Matemwe is a village on the north-eastern coast of Unguja, the main island of the Zanzibar Archipelago, between Mwangaseni and Kigomani. Its economy is mostly based on seaweed farming and fishing. The village is the seat of an education project aimed at providing computer literacy to the population of the area, as well as the Dada (in swahili: "sister") cooperative that is intended to create job opportunities for Zanzibari women involving them in the processing and preparation of handmade cosmetics and food products such as jam, mustard and sweets that are sold in Stone Town.

There is a charity school in Matemwe, Tamani Foundation, which provides the local students with great education. The facilities includes a nursery school, the only one in Matemwe, and an adult education, where English, Math and Computer skills are being taught.

The main purpose of coming to Matemwe is the beach, which is the longest beach in Zanzibar. The beach is affected by the tide, so check tide schedules before visiting the beach. If you are staying there, however, that is not a problem as the tide is high two times every 24 hours. The beach is very quiet and you will not be harassed by many papasis (beach boys).

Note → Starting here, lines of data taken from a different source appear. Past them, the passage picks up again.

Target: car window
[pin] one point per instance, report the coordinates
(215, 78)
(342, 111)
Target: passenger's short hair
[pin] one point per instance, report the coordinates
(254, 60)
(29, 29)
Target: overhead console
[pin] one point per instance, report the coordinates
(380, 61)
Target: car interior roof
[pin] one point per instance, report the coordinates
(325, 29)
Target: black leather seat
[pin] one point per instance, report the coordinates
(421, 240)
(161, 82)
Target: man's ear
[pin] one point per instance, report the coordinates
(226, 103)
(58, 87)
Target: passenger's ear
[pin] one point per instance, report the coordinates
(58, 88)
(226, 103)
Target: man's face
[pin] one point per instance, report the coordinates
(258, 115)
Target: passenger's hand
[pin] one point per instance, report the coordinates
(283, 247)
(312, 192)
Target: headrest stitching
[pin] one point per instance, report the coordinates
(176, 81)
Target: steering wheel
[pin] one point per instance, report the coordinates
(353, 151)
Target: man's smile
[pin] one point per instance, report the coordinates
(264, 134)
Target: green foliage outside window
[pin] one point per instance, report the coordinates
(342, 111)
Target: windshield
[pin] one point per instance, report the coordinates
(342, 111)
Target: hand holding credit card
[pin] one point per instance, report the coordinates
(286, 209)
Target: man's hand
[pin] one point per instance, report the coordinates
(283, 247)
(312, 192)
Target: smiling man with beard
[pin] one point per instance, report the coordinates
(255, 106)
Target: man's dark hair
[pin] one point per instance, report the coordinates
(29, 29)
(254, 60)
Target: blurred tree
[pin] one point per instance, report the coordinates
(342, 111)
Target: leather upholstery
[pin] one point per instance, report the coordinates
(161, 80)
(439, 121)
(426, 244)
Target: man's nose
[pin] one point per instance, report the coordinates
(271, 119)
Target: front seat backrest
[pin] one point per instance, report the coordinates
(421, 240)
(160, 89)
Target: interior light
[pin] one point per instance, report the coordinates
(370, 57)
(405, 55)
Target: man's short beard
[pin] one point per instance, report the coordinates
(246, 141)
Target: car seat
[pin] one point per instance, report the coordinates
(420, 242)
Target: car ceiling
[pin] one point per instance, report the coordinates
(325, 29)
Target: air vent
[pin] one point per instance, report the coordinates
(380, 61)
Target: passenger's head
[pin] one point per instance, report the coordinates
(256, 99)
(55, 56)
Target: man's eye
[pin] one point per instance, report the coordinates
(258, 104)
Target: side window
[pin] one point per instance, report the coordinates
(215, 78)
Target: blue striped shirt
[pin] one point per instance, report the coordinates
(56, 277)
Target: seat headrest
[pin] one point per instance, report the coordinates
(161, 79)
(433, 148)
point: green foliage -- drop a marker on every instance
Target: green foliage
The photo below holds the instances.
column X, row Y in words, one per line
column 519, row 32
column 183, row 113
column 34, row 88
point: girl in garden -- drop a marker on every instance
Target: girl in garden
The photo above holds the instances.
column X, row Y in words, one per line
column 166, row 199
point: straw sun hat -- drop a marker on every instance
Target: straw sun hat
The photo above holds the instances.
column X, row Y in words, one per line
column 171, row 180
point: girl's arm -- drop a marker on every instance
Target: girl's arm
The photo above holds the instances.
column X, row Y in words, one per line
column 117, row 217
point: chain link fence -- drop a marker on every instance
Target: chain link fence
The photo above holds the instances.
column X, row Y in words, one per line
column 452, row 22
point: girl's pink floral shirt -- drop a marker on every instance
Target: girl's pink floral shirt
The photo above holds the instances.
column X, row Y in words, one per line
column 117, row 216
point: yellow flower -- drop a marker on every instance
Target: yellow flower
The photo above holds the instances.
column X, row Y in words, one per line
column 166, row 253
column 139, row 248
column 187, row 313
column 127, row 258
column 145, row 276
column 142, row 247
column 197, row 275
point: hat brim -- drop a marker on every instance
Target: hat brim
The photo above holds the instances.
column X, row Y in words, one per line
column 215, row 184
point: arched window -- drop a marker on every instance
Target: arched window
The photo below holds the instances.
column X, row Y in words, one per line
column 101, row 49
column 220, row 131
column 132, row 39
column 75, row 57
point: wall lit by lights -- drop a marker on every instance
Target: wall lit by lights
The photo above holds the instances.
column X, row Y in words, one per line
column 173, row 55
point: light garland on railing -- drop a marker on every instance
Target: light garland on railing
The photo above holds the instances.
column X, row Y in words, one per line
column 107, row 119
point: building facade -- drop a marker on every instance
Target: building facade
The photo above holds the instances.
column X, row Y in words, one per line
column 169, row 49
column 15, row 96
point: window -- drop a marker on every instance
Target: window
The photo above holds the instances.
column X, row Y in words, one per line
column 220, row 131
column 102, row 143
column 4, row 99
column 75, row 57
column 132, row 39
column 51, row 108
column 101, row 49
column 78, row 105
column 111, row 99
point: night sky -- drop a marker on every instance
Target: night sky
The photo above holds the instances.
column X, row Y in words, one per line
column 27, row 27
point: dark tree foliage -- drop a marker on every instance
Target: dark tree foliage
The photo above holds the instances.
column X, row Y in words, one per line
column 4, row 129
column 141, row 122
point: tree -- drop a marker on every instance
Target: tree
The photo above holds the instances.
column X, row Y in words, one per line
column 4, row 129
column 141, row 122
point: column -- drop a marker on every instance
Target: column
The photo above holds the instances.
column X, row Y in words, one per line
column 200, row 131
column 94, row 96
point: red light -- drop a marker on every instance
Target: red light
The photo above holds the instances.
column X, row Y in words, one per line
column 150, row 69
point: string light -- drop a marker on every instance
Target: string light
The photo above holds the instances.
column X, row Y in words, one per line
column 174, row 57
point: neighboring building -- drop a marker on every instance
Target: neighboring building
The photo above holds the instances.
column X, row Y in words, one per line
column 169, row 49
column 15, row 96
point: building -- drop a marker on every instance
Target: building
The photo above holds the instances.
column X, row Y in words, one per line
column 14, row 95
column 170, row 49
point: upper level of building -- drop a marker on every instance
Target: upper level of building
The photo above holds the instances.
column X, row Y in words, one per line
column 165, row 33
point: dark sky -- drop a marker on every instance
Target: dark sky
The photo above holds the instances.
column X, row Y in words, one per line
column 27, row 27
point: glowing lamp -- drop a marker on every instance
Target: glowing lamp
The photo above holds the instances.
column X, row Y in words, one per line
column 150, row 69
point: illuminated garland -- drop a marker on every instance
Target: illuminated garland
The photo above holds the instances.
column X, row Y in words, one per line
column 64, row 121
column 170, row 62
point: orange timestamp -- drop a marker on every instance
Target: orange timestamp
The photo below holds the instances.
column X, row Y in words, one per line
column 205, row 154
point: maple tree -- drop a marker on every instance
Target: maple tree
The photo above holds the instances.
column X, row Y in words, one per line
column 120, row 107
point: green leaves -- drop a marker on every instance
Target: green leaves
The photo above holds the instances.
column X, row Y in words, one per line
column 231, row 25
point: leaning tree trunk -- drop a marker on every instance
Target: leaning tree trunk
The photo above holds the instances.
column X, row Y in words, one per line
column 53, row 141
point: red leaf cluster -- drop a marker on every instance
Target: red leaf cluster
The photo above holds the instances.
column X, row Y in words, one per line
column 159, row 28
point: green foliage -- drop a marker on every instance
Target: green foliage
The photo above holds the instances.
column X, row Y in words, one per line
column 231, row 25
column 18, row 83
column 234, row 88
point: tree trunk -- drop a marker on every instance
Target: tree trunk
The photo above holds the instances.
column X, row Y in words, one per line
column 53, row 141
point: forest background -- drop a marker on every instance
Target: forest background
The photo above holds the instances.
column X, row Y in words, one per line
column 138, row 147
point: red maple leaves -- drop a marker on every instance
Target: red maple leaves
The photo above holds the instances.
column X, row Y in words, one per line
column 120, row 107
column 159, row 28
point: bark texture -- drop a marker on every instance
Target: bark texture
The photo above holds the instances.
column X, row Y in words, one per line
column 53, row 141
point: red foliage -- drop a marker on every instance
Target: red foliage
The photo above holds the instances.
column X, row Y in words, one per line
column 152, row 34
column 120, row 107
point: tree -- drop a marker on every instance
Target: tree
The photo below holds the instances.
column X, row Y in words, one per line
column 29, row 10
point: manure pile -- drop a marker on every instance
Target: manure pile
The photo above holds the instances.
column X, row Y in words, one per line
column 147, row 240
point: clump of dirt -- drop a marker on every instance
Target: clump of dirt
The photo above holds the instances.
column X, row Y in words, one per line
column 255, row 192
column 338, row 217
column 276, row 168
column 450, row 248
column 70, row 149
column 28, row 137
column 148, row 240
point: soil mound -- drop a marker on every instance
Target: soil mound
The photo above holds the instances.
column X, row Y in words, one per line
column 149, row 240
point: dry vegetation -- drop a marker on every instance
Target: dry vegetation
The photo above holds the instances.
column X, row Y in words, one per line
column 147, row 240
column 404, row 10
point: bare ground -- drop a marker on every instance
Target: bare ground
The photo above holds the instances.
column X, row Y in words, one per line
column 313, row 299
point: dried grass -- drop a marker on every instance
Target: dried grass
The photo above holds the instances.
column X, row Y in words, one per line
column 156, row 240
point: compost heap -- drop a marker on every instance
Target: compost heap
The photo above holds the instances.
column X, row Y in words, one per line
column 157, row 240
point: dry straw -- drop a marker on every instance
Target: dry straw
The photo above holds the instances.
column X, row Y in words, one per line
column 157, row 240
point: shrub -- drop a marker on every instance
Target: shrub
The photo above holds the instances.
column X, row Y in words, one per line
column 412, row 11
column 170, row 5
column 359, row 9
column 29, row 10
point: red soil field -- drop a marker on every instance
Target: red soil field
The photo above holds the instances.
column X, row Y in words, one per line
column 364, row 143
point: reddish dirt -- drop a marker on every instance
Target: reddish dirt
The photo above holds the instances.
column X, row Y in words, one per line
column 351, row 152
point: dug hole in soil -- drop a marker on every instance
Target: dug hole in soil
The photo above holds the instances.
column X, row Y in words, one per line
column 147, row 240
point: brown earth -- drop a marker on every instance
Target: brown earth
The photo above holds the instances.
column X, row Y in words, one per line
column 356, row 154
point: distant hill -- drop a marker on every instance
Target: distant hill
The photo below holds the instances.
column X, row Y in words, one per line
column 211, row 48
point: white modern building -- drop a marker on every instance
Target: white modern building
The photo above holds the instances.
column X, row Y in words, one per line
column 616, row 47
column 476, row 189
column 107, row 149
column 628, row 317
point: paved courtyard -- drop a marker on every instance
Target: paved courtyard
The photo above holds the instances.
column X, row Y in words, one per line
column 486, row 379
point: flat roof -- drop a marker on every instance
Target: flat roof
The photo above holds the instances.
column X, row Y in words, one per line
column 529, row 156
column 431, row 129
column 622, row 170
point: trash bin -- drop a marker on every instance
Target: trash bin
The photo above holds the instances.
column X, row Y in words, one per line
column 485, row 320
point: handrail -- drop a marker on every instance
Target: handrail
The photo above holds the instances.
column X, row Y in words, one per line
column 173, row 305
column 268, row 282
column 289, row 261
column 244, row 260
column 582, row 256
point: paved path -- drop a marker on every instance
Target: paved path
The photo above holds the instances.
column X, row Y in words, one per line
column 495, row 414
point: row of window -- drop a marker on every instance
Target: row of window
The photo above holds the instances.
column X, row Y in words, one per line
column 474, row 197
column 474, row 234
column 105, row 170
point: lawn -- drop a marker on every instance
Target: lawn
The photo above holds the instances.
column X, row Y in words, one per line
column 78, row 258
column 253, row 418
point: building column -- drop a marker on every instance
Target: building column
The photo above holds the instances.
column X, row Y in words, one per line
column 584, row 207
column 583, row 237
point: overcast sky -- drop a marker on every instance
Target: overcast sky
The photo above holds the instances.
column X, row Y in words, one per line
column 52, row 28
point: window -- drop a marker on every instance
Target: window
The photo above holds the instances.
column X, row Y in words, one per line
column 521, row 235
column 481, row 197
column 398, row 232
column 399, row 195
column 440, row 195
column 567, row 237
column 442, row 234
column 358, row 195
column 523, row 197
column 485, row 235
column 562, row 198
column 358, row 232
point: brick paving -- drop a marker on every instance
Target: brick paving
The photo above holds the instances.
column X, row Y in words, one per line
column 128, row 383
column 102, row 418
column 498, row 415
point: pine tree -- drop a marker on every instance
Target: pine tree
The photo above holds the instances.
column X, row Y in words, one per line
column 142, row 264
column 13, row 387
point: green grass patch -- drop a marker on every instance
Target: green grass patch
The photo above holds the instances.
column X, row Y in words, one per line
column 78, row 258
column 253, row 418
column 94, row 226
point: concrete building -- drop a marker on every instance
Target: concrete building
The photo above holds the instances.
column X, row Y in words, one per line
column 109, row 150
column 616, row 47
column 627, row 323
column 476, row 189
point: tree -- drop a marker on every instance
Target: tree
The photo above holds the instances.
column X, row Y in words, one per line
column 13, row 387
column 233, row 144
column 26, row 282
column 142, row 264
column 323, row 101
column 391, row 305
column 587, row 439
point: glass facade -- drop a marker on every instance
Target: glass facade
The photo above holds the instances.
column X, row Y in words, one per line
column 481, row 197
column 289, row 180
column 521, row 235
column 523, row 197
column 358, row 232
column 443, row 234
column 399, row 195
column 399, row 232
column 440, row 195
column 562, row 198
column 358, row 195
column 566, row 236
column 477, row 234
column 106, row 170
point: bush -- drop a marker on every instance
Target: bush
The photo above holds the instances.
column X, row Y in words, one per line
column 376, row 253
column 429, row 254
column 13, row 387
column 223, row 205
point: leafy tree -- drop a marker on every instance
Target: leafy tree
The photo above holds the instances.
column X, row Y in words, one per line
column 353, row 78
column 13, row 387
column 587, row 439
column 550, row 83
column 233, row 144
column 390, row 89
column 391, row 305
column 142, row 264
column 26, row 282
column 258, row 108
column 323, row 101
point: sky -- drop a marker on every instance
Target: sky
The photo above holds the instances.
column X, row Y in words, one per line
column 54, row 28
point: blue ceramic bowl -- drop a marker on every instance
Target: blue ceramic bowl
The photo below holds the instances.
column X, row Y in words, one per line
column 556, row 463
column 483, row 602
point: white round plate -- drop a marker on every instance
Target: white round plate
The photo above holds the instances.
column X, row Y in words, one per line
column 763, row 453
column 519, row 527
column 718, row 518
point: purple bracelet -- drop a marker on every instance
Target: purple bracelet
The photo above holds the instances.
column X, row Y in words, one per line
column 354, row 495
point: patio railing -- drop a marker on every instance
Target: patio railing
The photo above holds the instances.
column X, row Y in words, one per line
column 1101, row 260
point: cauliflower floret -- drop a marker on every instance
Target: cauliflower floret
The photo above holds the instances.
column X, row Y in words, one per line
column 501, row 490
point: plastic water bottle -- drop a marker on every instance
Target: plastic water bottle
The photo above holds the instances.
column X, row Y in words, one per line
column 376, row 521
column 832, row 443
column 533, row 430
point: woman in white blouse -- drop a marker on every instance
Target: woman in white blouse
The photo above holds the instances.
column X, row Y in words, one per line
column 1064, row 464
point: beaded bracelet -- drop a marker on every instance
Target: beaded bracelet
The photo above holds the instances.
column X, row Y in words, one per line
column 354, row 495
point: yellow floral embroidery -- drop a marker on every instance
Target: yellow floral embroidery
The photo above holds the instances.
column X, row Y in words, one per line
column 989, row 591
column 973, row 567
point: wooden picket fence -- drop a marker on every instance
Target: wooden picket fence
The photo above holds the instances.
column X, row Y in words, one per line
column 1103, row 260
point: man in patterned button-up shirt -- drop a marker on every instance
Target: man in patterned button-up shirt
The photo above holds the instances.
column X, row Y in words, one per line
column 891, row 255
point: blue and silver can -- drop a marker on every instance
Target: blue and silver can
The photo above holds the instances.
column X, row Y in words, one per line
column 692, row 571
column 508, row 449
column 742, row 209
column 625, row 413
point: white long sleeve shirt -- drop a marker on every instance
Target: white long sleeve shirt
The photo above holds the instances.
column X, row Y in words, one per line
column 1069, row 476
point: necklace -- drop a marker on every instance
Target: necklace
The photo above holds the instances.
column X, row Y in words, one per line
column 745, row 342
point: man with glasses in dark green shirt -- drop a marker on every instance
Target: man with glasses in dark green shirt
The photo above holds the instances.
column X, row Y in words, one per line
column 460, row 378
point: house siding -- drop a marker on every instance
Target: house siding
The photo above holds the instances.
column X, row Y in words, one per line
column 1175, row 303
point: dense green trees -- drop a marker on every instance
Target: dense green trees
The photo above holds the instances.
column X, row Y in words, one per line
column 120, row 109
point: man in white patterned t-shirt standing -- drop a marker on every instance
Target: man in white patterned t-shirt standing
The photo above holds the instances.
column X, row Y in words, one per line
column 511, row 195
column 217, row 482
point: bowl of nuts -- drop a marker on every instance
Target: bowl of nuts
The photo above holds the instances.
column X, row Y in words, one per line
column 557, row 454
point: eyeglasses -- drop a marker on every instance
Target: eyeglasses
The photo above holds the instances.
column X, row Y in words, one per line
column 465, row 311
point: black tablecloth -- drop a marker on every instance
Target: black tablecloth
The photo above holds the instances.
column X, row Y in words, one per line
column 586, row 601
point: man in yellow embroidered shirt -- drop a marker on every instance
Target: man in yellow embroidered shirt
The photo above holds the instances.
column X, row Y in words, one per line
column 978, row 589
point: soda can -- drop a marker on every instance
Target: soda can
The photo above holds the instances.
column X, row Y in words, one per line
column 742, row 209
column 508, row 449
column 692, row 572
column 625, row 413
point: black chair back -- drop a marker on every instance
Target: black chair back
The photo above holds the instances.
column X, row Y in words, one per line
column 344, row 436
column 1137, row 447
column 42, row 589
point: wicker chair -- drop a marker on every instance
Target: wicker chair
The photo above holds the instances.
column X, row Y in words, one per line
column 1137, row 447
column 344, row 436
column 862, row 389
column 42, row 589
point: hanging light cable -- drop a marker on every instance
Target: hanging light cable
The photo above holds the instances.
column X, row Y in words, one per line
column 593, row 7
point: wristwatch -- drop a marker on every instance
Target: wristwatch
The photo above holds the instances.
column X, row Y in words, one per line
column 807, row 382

Internationally, Matemwe is especially known for its relatively unspoiled white sand beaches with few and expensive touristic structures, which makes for an exclusive vacation destination. The village is fronted by a lagoon and coral reef, as well as the small atoll of Mnemba, which is a particularly appreciated place for snorkeling and scuba diving. Fish species that can be easily spotted in the area include giant trevallies, trumpetfishes, anthiases, groupers and snappers.